We purchased 16 White African Guinea hens for the farm in late July, primarily to act as pest control as they are known to voraciously predate on small vermin and insects including ticks. Aside from their primary function they should simply be good if not noisy company, and and are already integrating themselves well with the other fowl which are all kept in the backyard, as well as with Hwadu the farm cat, who is no longer a threat at their current size.
They arrived on the 21st in a cardboard box at a mere 3 days old. Before long one had died, he just flopped over suddenly, and then another, and after only a week or so with us 6 chicks had passed away, all in such quick succession, as we hastily tried to figure out why.
Each death felt tragic as it was hard to determine to what degree our naivete was to blame or if some loss was simply inevitable and natural. They are in fact notoriously difficult to keep alive at that early stage in life, but as well it seemed one primary cause was a condition common among young chicks called pasty butt.
Initially Sanha had asked me to care for them and to be a good parent, but before long it was her cleaning their crusty butts with a Q-tip and warm water, as well as burying the deceased chicks in a garden plot.
After moving them to a larger ventilated hay lined crate with a mesh lid (that Osaek and Jeongdo put together) they seemed to be doing much better, we would take them outside and they could perch on the lid and explore a little. Sanha was still trying to keep the runt (by a large degree) alive and through diligent effort succeeded, and soon it became clear that all 10 remaining Guinea hens were strong enough to survive on their own accord.

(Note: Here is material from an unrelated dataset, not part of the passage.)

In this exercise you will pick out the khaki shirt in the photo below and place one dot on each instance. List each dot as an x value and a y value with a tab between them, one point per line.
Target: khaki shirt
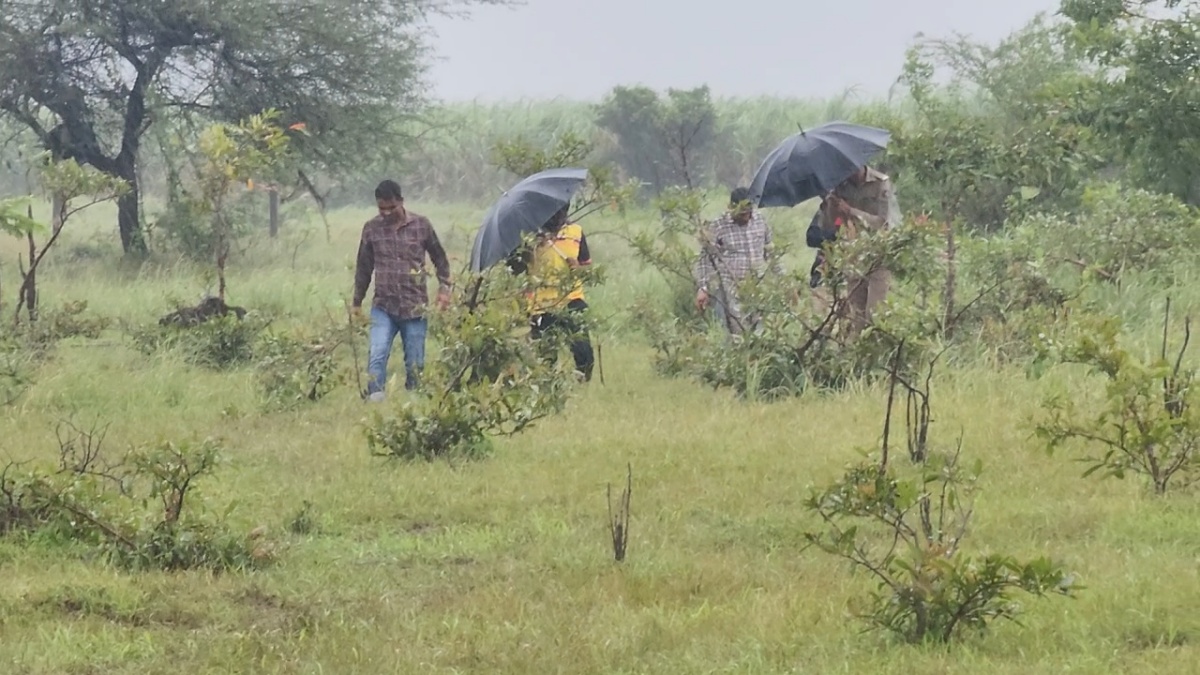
874	202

So I began work on a final home for them, made out of material from an old wood shed I'd just disassembled. The ducks didn't like the home myself and Osaek had built for them, so for the hens I made their coop bigger and brighter and airier and they appear to really like it. Seems the ducks do too, as one day after eyeing it for a good week they just marched right in. The chickens end up in there too some days, but the Guinea hens don't mind so much these interlopers, moreso they are afraid of us humans.
At any rate it's important they like the coop because they are actually only semi-domesticated and are otherwise perfectly happy living up in the trees in the woods. When I saw them last they were only beginning to venture out, just going around the perimeter of the coop yet still getting lost, but they're still young.